6月3日、いよいよ田植えが始まりました。手押し(!)の4条植え田植機と手植えの並行作業です。毎日平澤ほか一名が交代で作業して、その週末の6月5日・6日には、また自遊人総動員法が発令されました。
 友人、知人も助っ人に来てくれたおかげで総勢20人超。これだけの人数が本気になれば、仕事もはかどります。夕方までには7枚中5枚の田んぼで田植えが終了。8日にはほぼすべての田植えが終了しました。
 と同時に、目の前には素晴らしい光景が広がりました。自分たちで汗を流したからかもしれませんが、それは涙が出るほど美しい光景でした。
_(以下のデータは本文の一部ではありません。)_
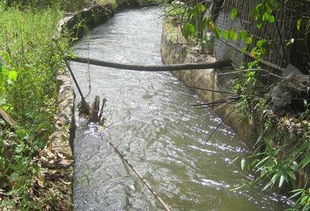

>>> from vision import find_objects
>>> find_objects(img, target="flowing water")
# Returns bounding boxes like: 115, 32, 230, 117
72, 7, 285, 211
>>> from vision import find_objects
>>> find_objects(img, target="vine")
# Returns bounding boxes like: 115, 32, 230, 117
167, 0, 310, 210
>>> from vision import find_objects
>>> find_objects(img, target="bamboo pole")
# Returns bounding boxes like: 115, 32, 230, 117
100, 131, 171, 211
67, 57, 231, 72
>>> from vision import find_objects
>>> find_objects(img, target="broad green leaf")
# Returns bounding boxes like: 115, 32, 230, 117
256, 39, 266, 48
230, 8, 238, 20
196, 4, 206, 13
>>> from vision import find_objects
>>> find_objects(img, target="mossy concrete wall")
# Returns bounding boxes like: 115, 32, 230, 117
161, 22, 253, 145
161, 22, 310, 187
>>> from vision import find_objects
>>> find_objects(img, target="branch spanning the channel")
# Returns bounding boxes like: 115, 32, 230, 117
67, 57, 231, 72
100, 131, 170, 211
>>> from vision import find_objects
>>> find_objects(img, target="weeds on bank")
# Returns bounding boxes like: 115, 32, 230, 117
0, 5, 67, 209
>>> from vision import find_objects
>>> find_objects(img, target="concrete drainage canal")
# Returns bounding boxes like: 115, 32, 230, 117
71, 7, 286, 211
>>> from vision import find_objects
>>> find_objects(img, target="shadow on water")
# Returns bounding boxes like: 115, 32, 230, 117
71, 7, 285, 211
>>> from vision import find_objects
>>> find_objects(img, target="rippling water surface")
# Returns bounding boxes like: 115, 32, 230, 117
72, 7, 285, 211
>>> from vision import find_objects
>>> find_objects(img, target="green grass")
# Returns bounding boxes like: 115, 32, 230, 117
0, 5, 67, 209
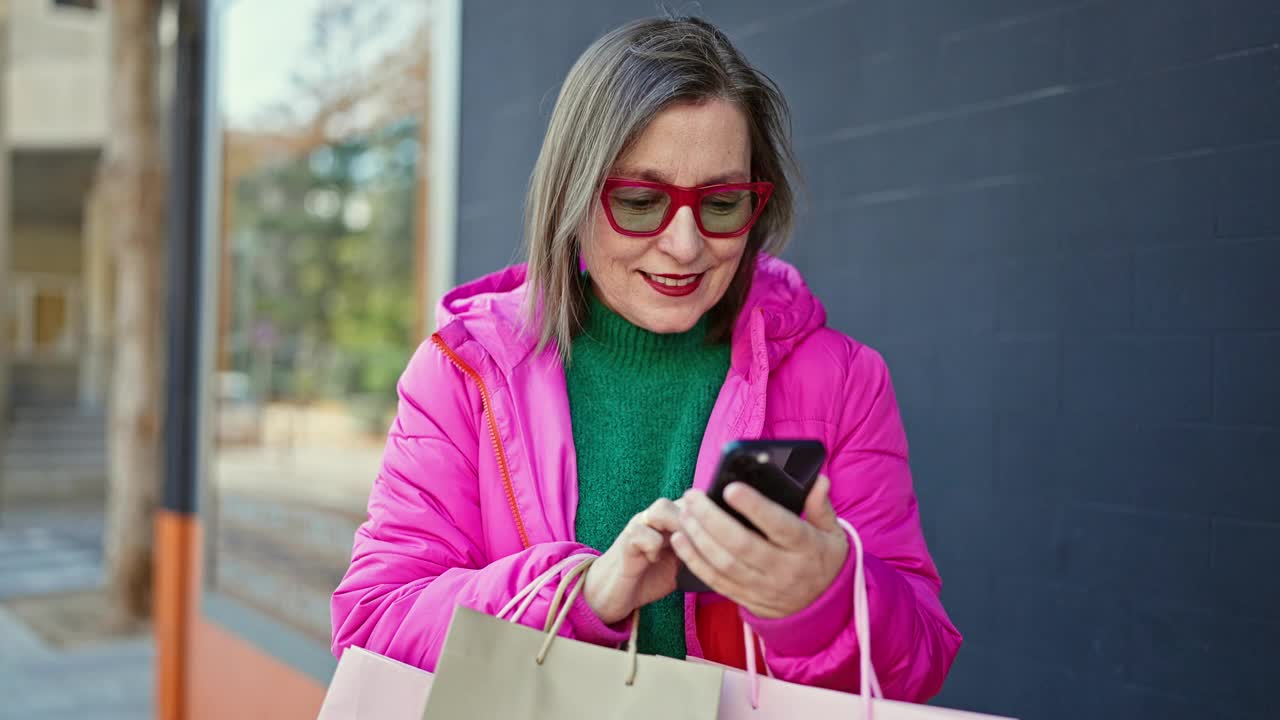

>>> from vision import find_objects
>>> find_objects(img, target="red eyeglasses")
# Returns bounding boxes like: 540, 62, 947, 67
600, 178, 773, 238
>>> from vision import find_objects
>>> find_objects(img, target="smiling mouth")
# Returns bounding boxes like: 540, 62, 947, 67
640, 270, 703, 287
640, 270, 707, 297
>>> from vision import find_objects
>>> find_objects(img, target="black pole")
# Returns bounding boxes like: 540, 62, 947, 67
161, 0, 207, 514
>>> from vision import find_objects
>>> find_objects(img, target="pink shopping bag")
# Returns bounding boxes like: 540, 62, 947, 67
316, 647, 431, 720
316, 555, 590, 720
689, 520, 1009, 720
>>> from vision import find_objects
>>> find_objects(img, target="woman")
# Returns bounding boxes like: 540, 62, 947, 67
333, 18, 960, 701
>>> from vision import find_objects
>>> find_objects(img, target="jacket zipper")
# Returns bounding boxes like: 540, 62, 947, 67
431, 333, 529, 548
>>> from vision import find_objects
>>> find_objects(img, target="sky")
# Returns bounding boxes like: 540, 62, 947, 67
219, 0, 433, 128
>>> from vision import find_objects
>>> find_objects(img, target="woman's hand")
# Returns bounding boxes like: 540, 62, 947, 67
582, 497, 680, 625
671, 477, 849, 618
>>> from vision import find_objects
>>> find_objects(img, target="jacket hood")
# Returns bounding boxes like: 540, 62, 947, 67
435, 255, 827, 369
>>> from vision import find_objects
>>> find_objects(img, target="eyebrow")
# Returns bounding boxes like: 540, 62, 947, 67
612, 168, 750, 187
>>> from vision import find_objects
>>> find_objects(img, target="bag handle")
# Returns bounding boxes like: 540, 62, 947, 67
494, 552, 595, 623
534, 556, 640, 685
742, 518, 884, 720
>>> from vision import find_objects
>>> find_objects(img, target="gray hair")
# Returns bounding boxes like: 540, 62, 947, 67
525, 17, 799, 364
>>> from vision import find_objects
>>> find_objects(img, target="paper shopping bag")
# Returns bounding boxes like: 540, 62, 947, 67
690, 520, 1007, 720
316, 647, 431, 720
422, 560, 723, 720
701, 667, 1007, 720
316, 555, 590, 720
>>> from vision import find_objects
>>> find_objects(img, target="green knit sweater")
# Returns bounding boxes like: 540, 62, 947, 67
564, 284, 730, 660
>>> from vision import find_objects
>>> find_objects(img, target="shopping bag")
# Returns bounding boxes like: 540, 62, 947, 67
316, 647, 431, 720
422, 559, 723, 720
690, 520, 1009, 720
316, 555, 591, 720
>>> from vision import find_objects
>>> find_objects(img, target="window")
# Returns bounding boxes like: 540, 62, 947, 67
202, 0, 452, 646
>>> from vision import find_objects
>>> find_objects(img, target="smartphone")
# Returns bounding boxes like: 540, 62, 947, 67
676, 439, 827, 592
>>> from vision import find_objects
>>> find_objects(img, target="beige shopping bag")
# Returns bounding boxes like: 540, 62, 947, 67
422, 559, 723, 720
316, 555, 591, 720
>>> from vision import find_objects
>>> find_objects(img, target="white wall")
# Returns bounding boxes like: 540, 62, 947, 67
0, 0, 108, 150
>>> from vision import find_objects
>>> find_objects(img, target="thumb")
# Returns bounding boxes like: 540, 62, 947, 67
804, 475, 840, 532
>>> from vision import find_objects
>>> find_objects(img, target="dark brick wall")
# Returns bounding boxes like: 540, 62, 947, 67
458, 0, 1280, 720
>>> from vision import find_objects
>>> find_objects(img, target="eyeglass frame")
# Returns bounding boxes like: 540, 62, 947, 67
600, 177, 773, 240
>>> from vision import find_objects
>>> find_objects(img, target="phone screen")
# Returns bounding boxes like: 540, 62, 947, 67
676, 439, 827, 592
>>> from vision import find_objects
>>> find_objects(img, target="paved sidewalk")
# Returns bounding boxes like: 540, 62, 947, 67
0, 509, 155, 720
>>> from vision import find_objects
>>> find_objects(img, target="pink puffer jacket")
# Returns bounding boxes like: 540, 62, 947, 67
332, 258, 960, 702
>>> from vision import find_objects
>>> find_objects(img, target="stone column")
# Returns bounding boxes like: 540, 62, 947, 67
79, 178, 111, 410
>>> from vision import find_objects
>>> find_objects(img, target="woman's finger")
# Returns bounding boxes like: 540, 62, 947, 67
681, 491, 777, 574
680, 502, 765, 587
627, 525, 667, 562
636, 497, 680, 533
671, 530, 748, 605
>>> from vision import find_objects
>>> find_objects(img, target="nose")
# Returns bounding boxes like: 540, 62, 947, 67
658, 208, 707, 265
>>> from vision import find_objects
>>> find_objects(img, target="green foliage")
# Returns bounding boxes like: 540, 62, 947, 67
230, 120, 421, 415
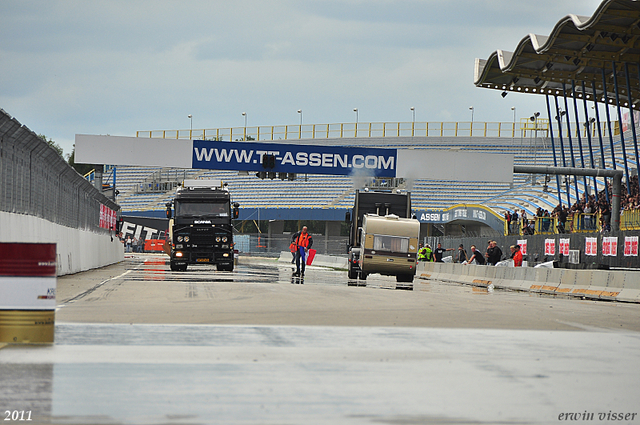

 やはり水を張ってこその水田。蘇った田んぼには、キラキラと太陽の光が輝いています。水面を渡る風は涼しく、小さな稲がなびいています。
 土地の地主さんも杉の枝はらいをしたり、私たちが開墾できなかった田んぼの一部を自分で畑にしたりして、一帯は見違えるようになりました。
 この新自遊田を見学に来てくださった食物史家の永山久夫(ながやまひさお)さんは「この田んぼには神様がいるような気がするね」と言ってくれました。実は私たちもそんな気がしはじめていたのです。
 一帯に魂が宿るというのでしょうか、荒れ地が蘇っていくのと同時に、土地の“気”のようなものが強くなっていく気がしていたのです。